I reserve the right to add to this list as the whims hit me.

What say you – what’s on your wish list?


2012 Goes Out With A Bang

The past month has kicked my butt.

I quit my job and decided to go back to school and that means we’ll be a single income family and I’ll technically be a stay-at-home mom.

Scared out of my freaking mind

If that weren’t enough, the tragedy in Newtown damn near broke me. Still unable to talk about that without crying and there are certainly many others who’ve honored the victims and families much more eloquently than I’m able to so I’m keeping quiet. For now.

When I found out that my job was most likely going to be eliminated sometime in the next several months I did what I imagine most middle-age women would do – I cried.

Not because I’ve got a dream job, I mean the job itself is OK but I love the organization. I work (for 11 more days) at a community college. I love being able to see students changing their lives and their families lives through education.
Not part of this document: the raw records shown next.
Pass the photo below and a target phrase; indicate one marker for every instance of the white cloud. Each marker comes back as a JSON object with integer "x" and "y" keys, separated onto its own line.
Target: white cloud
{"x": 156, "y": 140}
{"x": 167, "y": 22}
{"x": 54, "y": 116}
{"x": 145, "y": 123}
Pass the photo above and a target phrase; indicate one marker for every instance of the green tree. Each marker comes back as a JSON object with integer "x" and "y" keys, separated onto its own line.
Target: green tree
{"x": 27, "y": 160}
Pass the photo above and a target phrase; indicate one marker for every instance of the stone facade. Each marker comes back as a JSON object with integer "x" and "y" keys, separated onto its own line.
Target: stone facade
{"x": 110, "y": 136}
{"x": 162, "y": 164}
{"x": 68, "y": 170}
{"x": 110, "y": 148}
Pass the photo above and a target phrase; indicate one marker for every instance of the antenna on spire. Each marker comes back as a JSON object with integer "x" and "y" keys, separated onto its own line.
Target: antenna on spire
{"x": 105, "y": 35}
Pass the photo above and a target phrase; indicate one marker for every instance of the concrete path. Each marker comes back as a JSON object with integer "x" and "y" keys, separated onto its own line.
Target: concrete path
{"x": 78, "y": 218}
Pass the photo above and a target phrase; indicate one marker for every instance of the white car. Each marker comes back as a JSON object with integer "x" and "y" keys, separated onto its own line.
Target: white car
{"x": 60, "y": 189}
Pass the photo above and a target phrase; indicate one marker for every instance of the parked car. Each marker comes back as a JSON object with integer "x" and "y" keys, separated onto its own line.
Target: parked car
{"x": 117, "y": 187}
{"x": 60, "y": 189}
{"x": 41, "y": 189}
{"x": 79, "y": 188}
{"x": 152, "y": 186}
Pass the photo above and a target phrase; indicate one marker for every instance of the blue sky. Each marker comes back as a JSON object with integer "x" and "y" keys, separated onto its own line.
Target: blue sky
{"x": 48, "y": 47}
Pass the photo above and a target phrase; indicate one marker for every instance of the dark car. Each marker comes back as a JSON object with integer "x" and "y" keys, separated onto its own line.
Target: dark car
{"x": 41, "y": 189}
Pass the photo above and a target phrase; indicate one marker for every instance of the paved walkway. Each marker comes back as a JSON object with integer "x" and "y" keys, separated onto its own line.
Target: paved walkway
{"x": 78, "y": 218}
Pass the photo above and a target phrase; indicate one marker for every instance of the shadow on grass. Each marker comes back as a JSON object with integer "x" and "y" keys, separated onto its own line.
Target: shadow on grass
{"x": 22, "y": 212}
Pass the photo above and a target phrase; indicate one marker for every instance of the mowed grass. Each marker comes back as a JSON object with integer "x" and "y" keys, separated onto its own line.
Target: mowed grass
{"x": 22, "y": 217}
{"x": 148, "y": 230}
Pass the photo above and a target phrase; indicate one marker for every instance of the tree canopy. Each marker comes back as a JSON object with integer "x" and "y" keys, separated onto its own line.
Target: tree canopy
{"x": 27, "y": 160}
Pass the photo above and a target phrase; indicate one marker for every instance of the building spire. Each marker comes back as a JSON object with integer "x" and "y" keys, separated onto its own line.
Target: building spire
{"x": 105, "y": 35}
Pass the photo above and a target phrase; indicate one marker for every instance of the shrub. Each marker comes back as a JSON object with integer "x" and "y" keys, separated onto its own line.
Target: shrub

Anyway, times are tough all over and I don’t like to waste time feeling sorry for myself so I made a list of my options. Because that’s the other thing middle-age women do – make lists. Mine looked something like this:

  • Keep my job until it’s actually eliminated and then look for a job
  • Quit now and look for a job
  • Quit now and get a master’s degree
  • Quit now, go back to school and start a career in a new field

All were scary options. But the scariest and most exciting was the last one. And because I’m married to an amazing man, he agreed and supports my decision to get crazy brave (for me anyway) and go for it.

Going back to school

Courtesy of FrameAngel at

Obviously, (I hope it’s obvious!) education is important to me and so I’m putting my money, time, and energy where my mouth is and heading back to school in January for 15 hours of online classes in the healthcare field. Yikes!

There is a bright side

Since all the classes are online I’ll be able to pick my daughter up from school and spend at least an additional three hours a day with her. That scares me, too. But I’m looking forward to finally being able to really focus on all the enrichment activities that we’ve wished we could do but logistically just couldn’t make happen.

And, I hope to set an example for my daughter. I truly believe that learning is a lifetime endeavor and while I thoroughly enjoyed getting my Sociology degree some 20 years ago and still believe in the inherent value of a liberal arts education, sometimes it’s just not enough. You’ve got to keep up with the times.

Working at a college means I knew I needed to upgrade my skills in order to keep myself employable so I’m not too surprised to find myself in this situation – I’m in pretty good company with millions of other folks in similar situation across the globe.

Quite frankly, this is still a big-old first world problem. I have the luxury of not working while going to school; I have a roof over my head and food on the table. Most importantly, I have a husband and daughter to support me.

So, I may be scared out of my freaking mind but my heart overflows with gratitude and I count my blessings every day.